Posted October 31, 2011 By John C Wright

http://www.pjstar.com/news/x2075437708/Catholic-Charities-of-Peoria-withdrawing-from-state-foster-care-contracts

h/t Mark Shea

The Peoria-based Catholic Charities is the largest of four Catholic Charities agencies that sued the state after civil unions were legalized in June. Catholic Charities in Springfield, Belleville and Joliet are appealing the latest judicial decision regarding state contracts.

DCFS did not renew their contracts after the agencies, based on religious convictions, refused to recognize the new civil unions law. The state said their refusal discriminated against same-sex couples.

Catholic Charities in Peoria, Springfield, Belleville and Joliet filed suit, maintaining they had property rights and a religious exemption. They argued they should have the contracts and be allowed to continue their long-standing practice of referring unmarried couples, including same-sex couples, to other agencies.

Catholic Charities of Peoria first signaled the possibility of withdrawing from the lawsuit last week after a Sangamon County Circuit judge ruled, for a second time, that the faith-based agencies do not have an automatic legal right to a state contract.

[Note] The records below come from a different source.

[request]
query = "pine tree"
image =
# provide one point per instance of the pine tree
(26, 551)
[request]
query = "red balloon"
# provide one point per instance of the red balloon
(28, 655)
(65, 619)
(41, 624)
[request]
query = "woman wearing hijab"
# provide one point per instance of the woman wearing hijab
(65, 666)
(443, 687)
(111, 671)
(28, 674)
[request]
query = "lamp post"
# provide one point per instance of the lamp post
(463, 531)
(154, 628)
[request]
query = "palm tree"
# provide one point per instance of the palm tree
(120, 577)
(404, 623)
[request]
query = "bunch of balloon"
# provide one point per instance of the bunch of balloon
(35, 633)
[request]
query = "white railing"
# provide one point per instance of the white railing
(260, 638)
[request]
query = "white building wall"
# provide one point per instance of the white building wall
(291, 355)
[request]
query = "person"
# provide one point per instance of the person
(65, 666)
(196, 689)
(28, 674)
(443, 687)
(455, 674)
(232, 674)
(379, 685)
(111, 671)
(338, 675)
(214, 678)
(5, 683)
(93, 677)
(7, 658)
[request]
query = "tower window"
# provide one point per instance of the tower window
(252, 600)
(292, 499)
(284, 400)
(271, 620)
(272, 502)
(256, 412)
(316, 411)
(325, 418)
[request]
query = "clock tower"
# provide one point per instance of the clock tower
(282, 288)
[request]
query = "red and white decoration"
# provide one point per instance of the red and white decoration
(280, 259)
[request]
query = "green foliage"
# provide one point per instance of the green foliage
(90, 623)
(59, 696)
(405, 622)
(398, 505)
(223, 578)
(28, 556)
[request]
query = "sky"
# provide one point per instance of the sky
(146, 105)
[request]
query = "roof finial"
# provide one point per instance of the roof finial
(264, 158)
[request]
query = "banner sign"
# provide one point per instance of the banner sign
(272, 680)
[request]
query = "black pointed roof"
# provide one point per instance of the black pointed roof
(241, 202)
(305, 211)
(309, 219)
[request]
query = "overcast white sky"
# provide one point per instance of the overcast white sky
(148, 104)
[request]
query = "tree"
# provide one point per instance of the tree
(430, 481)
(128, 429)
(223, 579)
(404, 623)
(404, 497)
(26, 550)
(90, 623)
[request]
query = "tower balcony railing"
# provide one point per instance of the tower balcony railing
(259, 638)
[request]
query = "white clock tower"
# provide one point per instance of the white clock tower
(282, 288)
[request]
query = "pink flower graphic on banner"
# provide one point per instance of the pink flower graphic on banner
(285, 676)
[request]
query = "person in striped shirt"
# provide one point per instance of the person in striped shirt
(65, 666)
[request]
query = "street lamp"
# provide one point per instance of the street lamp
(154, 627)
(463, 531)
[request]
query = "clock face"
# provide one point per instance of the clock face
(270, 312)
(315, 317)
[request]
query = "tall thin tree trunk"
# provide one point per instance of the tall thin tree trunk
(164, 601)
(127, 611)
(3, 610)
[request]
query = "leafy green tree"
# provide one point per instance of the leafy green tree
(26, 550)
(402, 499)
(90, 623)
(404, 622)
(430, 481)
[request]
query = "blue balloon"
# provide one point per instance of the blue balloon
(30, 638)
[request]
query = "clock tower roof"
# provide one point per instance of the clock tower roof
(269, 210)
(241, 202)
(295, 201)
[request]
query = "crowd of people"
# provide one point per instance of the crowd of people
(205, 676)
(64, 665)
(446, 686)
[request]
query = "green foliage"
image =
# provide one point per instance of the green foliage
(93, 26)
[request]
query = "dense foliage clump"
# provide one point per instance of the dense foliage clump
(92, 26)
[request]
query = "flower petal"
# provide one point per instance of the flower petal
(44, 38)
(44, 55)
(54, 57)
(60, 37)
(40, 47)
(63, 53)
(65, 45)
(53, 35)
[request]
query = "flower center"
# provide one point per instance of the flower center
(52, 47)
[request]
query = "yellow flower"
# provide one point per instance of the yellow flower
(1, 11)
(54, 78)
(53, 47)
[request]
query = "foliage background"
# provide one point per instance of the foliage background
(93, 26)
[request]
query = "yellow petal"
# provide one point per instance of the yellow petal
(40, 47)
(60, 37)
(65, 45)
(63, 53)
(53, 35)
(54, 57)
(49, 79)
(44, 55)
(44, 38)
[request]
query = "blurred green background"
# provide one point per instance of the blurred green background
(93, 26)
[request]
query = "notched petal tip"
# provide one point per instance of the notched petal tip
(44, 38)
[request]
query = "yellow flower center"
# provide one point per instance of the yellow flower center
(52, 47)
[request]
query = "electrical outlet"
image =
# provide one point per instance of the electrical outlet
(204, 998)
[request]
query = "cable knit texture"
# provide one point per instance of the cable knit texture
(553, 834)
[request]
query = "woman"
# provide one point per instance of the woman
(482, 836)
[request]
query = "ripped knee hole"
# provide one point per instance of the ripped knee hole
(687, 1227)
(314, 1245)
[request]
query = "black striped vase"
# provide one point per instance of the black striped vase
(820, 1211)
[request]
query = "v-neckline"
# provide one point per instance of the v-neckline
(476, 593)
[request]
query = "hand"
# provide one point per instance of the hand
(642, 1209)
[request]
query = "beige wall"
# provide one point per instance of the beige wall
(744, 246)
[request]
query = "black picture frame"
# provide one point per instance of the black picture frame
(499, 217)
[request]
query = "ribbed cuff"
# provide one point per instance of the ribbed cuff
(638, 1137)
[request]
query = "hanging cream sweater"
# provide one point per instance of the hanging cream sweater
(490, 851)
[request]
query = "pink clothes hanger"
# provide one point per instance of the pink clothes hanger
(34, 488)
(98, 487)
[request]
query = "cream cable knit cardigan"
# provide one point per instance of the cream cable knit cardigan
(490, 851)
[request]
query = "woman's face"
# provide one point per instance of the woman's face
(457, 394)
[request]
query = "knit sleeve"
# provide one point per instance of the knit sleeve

Attorneys for the Thomas More Society, a Catholic legal advocacy group that is arguing the cases pro bono, vowed an appeal on behalf of the four agencies. But Patricia Gibson, chancellor and general counsel for the Catholic Diocese of Peoria hesitated to say flat out that the Peoria diocese would appeal.

The news article does not estimate how many orphaned children will be denied homes or foster homes due to this debacle.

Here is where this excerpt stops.